Chief of the Office of External Affairs
- In office 1981–1982
- Appointed by: William J. Casey
- Simultaneous position: Legislative Liaison of the Central Intelligence Agency
- Preceded by: Frederick Hitz
- Succeeded by: Clair George

Personal details
- Born: January 13, 1927 Richmond, Virginia
- Died: August 22, 2020 (aged 93) Richmond, Virginia
- Alma mater: Washington and Lee University

Military service
- Branch/service: United States Marine Corps
- Battles/wars: World War II

= J. William Doswell =

American intelligence officer (1927-2020)

John William "Billy" Doswell was an American journalist, lobbyist, and intelligence professional. He graduated from Thomas Jefferson High School and served in the U.S. Marine Corps during the final months of World War II.

His life as a journalist included stints at the Richmond Times-Dispatch and the Richmond News Leader. For over 20 years, he worked in public relations and as a government affairs consultant in Richmond and would often be seen at the Virginia General Assembly.
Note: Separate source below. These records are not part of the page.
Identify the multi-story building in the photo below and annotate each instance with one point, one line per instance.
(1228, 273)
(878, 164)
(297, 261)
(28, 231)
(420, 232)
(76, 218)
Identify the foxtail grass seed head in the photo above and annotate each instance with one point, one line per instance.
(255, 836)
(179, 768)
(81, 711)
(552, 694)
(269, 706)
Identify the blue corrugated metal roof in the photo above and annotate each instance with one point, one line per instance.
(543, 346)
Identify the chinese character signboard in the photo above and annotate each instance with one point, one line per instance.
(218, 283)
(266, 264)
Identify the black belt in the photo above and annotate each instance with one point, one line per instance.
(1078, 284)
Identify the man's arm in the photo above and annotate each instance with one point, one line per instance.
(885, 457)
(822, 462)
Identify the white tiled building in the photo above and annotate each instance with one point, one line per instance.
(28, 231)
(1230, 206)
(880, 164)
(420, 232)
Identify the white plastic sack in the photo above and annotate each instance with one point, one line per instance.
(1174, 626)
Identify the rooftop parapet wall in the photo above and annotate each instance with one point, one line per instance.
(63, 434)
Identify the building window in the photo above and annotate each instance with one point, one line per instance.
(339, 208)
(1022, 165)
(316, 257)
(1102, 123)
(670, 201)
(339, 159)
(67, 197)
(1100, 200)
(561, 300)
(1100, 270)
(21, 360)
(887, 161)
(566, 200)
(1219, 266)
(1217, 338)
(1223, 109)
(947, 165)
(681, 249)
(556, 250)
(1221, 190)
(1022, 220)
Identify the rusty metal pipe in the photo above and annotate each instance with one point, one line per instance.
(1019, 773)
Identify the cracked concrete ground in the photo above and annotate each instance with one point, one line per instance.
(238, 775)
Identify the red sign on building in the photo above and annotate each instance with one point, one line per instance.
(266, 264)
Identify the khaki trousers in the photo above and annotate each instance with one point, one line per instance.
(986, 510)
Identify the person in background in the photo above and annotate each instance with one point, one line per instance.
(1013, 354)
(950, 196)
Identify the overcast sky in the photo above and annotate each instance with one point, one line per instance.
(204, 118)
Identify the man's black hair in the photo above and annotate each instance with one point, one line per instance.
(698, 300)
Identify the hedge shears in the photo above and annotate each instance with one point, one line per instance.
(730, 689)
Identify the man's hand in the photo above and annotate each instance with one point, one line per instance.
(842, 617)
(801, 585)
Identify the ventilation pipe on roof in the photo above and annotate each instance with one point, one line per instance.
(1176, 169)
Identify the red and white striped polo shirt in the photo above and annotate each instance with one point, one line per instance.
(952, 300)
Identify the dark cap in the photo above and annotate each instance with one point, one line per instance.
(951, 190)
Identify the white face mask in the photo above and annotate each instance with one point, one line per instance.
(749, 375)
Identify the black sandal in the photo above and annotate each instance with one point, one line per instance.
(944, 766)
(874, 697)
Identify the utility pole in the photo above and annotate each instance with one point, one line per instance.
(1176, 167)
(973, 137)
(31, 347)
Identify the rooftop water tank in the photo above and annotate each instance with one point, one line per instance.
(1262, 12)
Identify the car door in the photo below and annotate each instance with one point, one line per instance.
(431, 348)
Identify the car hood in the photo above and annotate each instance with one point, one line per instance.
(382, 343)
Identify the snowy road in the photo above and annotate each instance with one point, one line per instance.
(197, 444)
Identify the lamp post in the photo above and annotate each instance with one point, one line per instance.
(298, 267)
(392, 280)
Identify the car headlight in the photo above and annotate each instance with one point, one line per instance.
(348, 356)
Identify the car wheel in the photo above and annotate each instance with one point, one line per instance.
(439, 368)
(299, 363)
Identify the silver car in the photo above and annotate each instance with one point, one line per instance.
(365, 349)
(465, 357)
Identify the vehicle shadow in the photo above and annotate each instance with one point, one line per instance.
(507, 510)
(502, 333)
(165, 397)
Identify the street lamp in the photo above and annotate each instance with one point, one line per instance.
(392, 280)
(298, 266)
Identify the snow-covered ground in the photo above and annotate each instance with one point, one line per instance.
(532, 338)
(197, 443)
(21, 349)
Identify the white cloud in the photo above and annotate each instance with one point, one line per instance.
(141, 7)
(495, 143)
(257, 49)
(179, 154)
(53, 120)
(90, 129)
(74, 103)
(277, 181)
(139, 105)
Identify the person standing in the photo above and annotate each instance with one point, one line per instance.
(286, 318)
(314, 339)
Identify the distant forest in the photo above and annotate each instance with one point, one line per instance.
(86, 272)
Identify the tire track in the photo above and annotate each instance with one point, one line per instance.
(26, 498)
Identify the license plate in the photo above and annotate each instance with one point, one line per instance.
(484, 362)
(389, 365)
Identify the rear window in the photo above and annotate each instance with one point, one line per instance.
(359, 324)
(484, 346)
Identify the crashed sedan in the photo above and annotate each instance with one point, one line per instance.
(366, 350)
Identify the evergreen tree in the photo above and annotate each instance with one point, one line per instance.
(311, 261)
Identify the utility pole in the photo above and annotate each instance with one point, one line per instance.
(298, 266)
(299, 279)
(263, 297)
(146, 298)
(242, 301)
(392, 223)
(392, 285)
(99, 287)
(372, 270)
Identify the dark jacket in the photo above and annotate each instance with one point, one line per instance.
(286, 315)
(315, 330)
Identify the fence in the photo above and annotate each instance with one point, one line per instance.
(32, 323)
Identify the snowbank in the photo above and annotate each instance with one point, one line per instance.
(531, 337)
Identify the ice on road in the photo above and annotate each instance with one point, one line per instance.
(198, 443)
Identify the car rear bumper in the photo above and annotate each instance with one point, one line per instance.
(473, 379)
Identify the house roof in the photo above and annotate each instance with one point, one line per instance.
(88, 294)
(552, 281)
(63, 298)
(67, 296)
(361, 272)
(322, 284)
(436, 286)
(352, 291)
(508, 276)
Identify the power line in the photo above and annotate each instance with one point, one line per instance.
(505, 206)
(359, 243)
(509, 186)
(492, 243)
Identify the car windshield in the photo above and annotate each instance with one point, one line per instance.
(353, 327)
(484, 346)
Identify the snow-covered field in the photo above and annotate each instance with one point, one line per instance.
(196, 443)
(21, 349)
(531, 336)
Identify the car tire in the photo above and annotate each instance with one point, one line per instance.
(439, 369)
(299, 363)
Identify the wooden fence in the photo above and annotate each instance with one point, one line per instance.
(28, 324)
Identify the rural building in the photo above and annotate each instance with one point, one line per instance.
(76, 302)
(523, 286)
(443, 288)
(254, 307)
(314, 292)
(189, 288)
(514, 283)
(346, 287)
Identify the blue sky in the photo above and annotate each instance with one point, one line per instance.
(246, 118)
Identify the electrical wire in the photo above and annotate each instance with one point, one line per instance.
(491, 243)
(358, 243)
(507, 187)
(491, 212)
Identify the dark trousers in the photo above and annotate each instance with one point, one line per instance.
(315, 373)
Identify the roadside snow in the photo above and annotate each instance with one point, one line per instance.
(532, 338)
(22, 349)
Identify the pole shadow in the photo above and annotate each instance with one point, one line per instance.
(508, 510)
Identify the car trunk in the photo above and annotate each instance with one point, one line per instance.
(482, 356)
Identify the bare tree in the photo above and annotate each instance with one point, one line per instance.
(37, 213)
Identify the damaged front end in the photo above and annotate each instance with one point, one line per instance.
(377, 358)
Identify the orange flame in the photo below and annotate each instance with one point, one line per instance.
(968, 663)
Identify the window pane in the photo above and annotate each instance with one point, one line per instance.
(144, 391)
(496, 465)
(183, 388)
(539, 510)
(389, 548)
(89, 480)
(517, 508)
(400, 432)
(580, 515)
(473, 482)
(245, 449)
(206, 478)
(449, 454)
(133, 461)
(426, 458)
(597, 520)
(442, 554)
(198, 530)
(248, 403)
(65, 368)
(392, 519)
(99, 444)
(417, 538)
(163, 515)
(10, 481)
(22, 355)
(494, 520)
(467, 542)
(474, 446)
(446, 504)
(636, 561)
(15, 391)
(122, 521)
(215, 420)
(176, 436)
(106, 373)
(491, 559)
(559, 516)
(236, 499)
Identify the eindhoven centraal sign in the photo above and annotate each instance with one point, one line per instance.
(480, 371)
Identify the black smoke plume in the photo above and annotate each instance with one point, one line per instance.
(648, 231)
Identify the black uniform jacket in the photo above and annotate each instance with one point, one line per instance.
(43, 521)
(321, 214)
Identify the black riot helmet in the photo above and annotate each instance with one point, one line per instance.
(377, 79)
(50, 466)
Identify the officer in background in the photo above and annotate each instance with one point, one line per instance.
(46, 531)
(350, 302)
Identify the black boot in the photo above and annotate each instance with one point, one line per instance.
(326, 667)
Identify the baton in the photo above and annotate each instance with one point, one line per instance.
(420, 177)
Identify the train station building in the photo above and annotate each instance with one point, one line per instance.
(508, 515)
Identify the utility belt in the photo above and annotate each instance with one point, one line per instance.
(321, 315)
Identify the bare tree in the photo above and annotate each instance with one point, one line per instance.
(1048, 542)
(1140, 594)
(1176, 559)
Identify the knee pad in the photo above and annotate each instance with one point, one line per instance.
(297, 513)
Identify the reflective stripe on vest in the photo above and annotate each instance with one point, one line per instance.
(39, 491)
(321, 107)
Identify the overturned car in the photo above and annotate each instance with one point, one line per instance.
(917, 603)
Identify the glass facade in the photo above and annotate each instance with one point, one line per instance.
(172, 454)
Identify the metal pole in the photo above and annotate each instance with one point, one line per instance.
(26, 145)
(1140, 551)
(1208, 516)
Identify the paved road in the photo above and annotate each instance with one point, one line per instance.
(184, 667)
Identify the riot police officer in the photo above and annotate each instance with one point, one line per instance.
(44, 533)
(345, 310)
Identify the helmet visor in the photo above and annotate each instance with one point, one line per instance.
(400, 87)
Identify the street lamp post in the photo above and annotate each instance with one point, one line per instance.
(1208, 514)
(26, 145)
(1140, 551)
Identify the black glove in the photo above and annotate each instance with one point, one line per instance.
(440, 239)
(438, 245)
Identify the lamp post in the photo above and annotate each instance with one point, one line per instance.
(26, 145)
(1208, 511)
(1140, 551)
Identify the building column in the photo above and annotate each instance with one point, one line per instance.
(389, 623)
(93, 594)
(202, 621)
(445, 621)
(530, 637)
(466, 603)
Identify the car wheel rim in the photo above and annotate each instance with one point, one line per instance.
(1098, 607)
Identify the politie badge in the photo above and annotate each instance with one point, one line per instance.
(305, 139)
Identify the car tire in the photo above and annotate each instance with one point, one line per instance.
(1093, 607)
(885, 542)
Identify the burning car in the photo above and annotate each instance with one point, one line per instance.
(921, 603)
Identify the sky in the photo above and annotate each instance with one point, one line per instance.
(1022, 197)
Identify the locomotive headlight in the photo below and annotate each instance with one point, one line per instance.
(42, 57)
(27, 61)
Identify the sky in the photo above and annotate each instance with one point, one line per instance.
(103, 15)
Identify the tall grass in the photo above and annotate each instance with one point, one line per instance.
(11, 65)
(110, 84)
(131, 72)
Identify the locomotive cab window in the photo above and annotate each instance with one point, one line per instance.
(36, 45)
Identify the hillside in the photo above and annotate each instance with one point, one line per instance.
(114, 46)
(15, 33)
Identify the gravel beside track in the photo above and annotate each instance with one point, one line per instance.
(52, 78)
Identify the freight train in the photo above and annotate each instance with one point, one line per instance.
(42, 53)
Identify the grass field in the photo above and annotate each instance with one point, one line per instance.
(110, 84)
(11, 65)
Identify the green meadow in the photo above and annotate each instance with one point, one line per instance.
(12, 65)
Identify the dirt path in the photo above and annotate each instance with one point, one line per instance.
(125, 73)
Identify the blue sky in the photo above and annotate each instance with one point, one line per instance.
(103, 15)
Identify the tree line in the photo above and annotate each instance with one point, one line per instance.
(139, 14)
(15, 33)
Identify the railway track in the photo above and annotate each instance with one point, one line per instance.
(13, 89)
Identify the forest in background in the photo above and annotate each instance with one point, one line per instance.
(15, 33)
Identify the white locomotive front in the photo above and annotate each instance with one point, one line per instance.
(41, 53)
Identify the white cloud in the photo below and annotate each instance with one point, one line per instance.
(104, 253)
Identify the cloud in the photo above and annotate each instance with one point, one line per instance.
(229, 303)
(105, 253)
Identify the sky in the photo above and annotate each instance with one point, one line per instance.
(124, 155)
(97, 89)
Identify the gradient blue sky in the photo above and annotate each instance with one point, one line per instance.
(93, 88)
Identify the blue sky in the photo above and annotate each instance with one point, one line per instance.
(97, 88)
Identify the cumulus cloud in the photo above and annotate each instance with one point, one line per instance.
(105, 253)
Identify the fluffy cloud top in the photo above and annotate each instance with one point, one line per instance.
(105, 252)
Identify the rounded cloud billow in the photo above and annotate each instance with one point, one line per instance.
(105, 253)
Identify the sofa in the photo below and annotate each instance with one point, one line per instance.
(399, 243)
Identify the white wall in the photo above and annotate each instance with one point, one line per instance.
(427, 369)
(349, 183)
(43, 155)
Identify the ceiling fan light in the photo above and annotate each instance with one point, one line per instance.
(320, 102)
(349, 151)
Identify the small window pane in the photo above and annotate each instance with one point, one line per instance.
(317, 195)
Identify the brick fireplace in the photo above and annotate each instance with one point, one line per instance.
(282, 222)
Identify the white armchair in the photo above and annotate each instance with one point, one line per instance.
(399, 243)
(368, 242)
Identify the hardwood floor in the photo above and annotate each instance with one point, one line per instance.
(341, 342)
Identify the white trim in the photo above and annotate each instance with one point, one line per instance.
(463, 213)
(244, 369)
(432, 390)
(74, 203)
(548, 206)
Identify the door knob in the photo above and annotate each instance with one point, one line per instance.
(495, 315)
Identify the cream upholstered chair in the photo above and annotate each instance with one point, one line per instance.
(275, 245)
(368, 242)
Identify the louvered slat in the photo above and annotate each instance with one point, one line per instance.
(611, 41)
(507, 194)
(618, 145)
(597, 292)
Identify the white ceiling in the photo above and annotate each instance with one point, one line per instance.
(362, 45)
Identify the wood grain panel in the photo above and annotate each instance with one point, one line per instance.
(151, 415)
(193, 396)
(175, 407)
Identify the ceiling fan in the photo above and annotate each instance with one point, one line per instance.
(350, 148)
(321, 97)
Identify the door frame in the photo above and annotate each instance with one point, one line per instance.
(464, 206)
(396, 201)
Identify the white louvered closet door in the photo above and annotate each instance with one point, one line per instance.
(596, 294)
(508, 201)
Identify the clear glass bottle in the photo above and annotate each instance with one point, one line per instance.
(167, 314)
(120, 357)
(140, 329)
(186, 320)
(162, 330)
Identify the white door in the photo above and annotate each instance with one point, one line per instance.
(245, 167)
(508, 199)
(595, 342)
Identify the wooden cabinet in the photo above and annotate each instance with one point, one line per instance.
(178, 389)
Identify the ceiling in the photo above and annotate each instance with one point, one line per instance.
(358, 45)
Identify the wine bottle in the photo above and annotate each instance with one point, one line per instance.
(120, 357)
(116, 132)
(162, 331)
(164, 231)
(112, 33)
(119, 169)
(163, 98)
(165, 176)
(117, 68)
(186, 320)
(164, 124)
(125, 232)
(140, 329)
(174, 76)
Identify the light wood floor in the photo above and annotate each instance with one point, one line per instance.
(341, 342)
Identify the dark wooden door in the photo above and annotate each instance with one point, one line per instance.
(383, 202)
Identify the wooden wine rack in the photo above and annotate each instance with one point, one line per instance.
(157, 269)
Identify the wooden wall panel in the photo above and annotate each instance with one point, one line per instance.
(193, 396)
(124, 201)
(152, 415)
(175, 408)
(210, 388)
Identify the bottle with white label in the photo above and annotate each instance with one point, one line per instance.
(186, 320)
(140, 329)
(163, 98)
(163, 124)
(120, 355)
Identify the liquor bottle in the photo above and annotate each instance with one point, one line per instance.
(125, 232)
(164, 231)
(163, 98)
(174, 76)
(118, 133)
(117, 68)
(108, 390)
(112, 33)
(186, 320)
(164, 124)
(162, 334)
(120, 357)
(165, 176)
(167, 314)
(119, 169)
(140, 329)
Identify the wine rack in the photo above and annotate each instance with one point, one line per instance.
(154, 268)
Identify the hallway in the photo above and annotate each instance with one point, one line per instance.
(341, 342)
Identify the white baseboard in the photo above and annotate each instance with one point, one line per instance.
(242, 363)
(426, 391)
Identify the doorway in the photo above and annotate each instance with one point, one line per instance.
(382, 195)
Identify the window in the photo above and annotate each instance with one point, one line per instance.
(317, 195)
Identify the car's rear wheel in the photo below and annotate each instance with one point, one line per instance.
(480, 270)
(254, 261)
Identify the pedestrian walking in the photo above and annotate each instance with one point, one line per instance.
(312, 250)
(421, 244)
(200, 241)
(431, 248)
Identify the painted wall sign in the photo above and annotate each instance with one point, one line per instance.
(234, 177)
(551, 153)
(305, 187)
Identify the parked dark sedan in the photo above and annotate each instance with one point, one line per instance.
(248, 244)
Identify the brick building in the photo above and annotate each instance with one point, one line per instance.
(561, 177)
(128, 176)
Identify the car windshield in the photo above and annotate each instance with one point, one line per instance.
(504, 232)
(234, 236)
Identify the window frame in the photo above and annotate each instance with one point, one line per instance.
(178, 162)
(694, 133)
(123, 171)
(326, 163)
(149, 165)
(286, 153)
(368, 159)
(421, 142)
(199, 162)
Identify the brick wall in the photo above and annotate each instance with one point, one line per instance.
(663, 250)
In 1981, the Director of Central Intelligence, William J. Casey appointed Doswell as the Director of the Office of External Affairs. Upon receiving the job, the director told him "Billy, we're going to be a no-profile agency." In this role, Doswell oversaw the Central Intelligence Agency's (CIA) interactions with Congress, the media, and the public, simultaneously serving as the Legislative Liaison.